Mike Lewis PhD 2008 - Dr. Lewis’ team was awarded $50,000 from Cancer Fighters to address treatment in late stage resistant breast cancers. Twelve papers were published in last year and 6 are in progress. The Breast Center at Baylor College of Medicine just received a treatment grant from the federal agency for $11.5 million which will be in collaboration with Methodist Hospital.
Ching Lau, MD, PhD 2004-2005 - Cancer Fighters awarded two $45,000 awards to Dr. Lau. As a result of his research efforts he has received 9 major grants totalling about $7.2 million. Two papers, one on bone tumor and the other one on brain tumor were published. The Cancer Fighters' name is found in the acknowledgement section at the end of the papers.

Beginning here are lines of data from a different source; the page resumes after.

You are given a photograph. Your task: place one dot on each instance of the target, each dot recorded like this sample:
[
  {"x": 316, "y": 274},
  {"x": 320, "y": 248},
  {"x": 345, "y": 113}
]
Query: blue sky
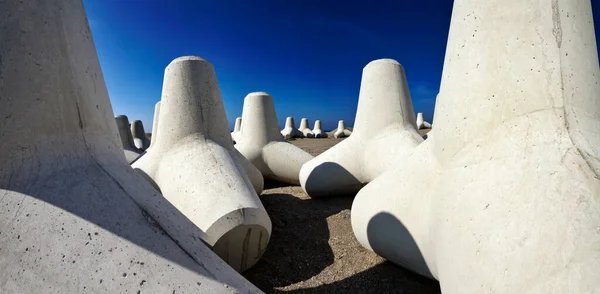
[{"x": 308, "y": 55}]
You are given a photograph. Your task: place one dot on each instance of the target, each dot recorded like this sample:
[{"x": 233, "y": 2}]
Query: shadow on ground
[
  {"x": 382, "y": 278},
  {"x": 313, "y": 250},
  {"x": 299, "y": 248}
]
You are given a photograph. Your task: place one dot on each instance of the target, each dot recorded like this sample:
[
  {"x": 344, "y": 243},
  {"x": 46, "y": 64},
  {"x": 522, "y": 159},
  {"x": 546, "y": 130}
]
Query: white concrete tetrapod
[
  {"x": 305, "y": 129},
  {"x": 76, "y": 218},
  {"x": 290, "y": 130},
  {"x": 504, "y": 195},
  {"x": 384, "y": 130},
  {"x": 139, "y": 135},
  {"x": 421, "y": 123},
  {"x": 131, "y": 152},
  {"x": 236, "y": 130},
  {"x": 341, "y": 131},
  {"x": 317, "y": 131},
  {"x": 155, "y": 123},
  {"x": 261, "y": 142},
  {"x": 196, "y": 167}
]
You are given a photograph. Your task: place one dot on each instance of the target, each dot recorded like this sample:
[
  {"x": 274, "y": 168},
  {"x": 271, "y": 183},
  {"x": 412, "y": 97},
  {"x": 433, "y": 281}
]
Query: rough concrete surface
[
  {"x": 313, "y": 249},
  {"x": 195, "y": 166},
  {"x": 504, "y": 195},
  {"x": 74, "y": 216}
]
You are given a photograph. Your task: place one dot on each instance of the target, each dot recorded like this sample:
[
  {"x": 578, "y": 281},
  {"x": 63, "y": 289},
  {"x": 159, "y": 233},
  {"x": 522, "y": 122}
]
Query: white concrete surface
[
  {"x": 75, "y": 217},
  {"x": 155, "y": 123},
  {"x": 318, "y": 131},
  {"x": 139, "y": 135},
  {"x": 197, "y": 169},
  {"x": 342, "y": 131},
  {"x": 305, "y": 129},
  {"x": 290, "y": 130},
  {"x": 384, "y": 131},
  {"x": 236, "y": 129},
  {"x": 421, "y": 123},
  {"x": 503, "y": 197},
  {"x": 261, "y": 142},
  {"x": 129, "y": 149}
]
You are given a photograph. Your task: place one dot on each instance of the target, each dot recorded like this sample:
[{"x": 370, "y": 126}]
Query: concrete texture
[
  {"x": 305, "y": 129},
  {"x": 236, "y": 130},
  {"x": 290, "y": 130},
  {"x": 341, "y": 131},
  {"x": 317, "y": 131},
  {"x": 421, "y": 123},
  {"x": 75, "y": 217},
  {"x": 384, "y": 131},
  {"x": 262, "y": 144},
  {"x": 197, "y": 169},
  {"x": 503, "y": 197},
  {"x": 155, "y": 122},
  {"x": 131, "y": 152},
  {"x": 139, "y": 135}
]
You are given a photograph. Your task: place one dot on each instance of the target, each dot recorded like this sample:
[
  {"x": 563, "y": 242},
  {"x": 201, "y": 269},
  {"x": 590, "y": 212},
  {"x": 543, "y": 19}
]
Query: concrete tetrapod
[
  {"x": 384, "y": 130},
  {"x": 131, "y": 152},
  {"x": 76, "y": 217},
  {"x": 290, "y": 130},
  {"x": 305, "y": 129},
  {"x": 503, "y": 196},
  {"x": 155, "y": 122},
  {"x": 421, "y": 123},
  {"x": 196, "y": 167},
  {"x": 236, "y": 130},
  {"x": 318, "y": 131},
  {"x": 341, "y": 131},
  {"x": 261, "y": 142},
  {"x": 139, "y": 135}
]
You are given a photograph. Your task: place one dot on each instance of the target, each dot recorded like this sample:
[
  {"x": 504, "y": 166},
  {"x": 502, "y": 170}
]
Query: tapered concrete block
[
  {"x": 261, "y": 142},
  {"x": 290, "y": 130},
  {"x": 76, "y": 218},
  {"x": 236, "y": 130},
  {"x": 341, "y": 131},
  {"x": 139, "y": 135},
  {"x": 131, "y": 152},
  {"x": 384, "y": 131},
  {"x": 503, "y": 197},
  {"x": 317, "y": 131},
  {"x": 305, "y": 129},
  {"x": 197, "y": 169},
  {"x": 155, "y": 122},
  {"x": 421, "y": 123}
]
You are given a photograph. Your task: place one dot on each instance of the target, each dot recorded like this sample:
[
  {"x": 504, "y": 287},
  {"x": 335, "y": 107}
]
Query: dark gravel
[{"x": 313, "y": 249}]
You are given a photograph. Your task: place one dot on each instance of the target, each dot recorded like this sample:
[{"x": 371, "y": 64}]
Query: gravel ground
[{"x": 313, "y": 249}]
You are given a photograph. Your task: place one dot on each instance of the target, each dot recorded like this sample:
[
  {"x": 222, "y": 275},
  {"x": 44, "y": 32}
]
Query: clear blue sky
[{"x": 308, "y": 55}]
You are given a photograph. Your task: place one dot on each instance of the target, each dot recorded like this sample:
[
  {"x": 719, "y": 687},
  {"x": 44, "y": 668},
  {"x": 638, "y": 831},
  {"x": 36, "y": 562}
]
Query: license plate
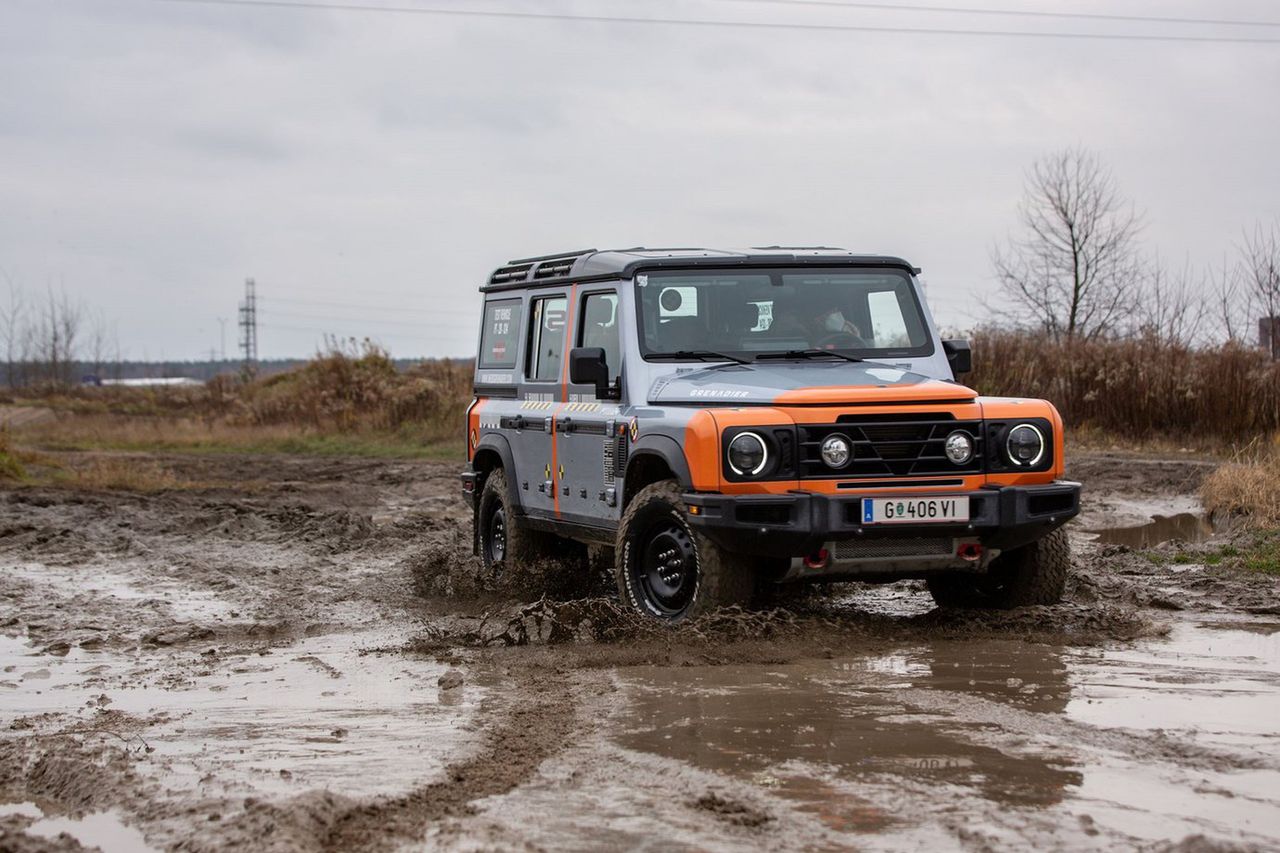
[{"x": 931, "y": 510}]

Methodist Hospital Seed Grant
2008 Dr. Brian Butler - Drs. Brian E. Butler and John E. McGary at The Methodist Hospital have identified two types of sensors—superconducting quantum device magnetometers (SQUID) and Magnetoresistive (MR) a project recently funded by Cancer Fighters of Houston for $40,000. They found that both types of sensors have drawbacks that currently limit their effectiveness as affordable and reliable devices for tracking tumors in real-time. Drs. Butler and McGary now have a better understanding of localization accuracy, however, and are continuing to refine their research. I am excited to report that this project has already been accepted for publication in two journals:International Journal of Radiation Oncology*Biology*Physics and IEEE Transactions on Magnetics.